Chloe’s smile didn't falter, but her eyes turned murderous. She reached across the table, her manicured fingers moving like a predator's claws. Before I could pull it away, she snatched the pen out of my hand.
"This is such a cheap, ugly thing," she mused, holding it up to the light. "But then again, it fits the owner. Everything about you is a bargain-bin tragedy, Elena. Your clothes, your house, your broken little leg."
"Give it back," I said, my voice low.
"Chloe, stop it," Liam muttered, but he didn't move her arm. He didn't stand up. He sat there like a coward, watching his girlfriend humiliate the girl he claimed to 'help' just hours before.
"I am stopping it," Chloe said. She looked me dead in the eye and, with a slow, deliberate motion, snapped the pen in half.
The plastic cracked with a sickening pop. Black ink exploded across the table, splattering the white pages of my textbook and soaking into the wood. A drop landed on the back of my hand, cold and dark.
I gasped, looking at the ruined book. It was my only copy. I couldn't afford another one.
"Oh, look at that," Chloe mocked, tossing the broken pieces onto the ink-stained pages. "A mess. Just like your life. You thought Liam was your way out? You thought if you got close enough to the King, you’d get a crown?"
She leaned over the table, her voice dropping to a whisper that only I could hear. "Don't forget Friday night, Scholarship. The opening game party. Liam is going to show the whole school exactly what he thinks of you. He’s going to be the one to finish what I started on the highway. If you have any dignity left, you’ll crawl back to the slums before then."
She stood up, smoothing her skirt, and tugged on Liam’s arm. "Let’s go, Liam. The air in here is starting to smell like poverty."
Liam stood up slowly. He looked at the ink on my hands, then at the broken pen. For a second, I thought he was going to say something. I thought he was finally going to be a man.
But he just looked away. He followed her out of the library, his head down, leaving me sitting in the wreckage of my afternoon.
I sat there for a long time, staring at the black stain spreading across the Calculus equations. I didn't cry. I was past crying. I reached out and touched the ink, rubbing it between my thumb and forefinger. It was dark, permanent, and messy.

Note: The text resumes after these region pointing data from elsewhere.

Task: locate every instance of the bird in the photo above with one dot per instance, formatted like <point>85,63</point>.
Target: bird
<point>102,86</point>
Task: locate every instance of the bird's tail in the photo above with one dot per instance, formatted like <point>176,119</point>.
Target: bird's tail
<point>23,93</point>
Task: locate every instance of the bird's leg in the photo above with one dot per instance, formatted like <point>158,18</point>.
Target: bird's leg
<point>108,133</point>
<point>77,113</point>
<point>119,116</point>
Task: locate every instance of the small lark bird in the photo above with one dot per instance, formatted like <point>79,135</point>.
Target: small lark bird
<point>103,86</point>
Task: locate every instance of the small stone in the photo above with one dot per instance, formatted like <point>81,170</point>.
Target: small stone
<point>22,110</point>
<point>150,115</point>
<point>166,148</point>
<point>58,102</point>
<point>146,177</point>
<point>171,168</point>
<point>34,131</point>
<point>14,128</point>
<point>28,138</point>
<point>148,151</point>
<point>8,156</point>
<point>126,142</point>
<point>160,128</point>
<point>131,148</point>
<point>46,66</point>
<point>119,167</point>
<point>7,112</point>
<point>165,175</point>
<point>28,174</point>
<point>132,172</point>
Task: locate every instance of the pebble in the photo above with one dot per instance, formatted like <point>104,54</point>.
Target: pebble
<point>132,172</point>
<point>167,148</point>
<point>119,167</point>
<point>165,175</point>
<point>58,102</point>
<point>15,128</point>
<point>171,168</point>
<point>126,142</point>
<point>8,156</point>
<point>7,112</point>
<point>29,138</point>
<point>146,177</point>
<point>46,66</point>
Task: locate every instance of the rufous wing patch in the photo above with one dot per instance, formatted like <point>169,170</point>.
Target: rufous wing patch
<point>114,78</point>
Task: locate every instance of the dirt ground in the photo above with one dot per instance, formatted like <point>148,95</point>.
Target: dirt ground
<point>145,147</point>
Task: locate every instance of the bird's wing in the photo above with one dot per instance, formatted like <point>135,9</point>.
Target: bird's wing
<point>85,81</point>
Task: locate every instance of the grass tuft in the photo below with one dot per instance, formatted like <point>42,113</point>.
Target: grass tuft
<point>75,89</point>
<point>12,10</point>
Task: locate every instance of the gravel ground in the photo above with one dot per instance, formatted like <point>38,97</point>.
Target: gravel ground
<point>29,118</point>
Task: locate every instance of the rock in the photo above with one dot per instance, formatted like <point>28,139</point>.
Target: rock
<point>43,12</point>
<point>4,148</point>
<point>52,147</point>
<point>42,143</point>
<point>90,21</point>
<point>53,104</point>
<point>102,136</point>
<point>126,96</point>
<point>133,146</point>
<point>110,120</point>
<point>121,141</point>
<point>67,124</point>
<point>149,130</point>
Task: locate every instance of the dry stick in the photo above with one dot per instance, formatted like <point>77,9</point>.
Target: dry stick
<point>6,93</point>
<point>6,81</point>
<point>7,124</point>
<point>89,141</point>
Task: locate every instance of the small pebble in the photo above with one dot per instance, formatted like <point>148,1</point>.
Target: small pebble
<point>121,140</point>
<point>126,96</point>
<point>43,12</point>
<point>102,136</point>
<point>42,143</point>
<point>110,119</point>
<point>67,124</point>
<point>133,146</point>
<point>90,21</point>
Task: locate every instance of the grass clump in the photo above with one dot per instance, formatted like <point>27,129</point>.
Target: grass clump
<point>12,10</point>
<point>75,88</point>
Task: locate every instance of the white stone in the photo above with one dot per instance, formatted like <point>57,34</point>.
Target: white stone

Just like the war I was about to start.
I reached into my bag and pulled out my phone. I didn't look at the confession page. I didn't look at the memes. I opened my contacts and found the number for the one person who hated the Vances and the Millers as much as I did.
The rival school’s scout.
If they wanted to ruin my life, I was going to ruin their season. If Liam wanted to play the puppet, I was going to cut his strings and watch him fall.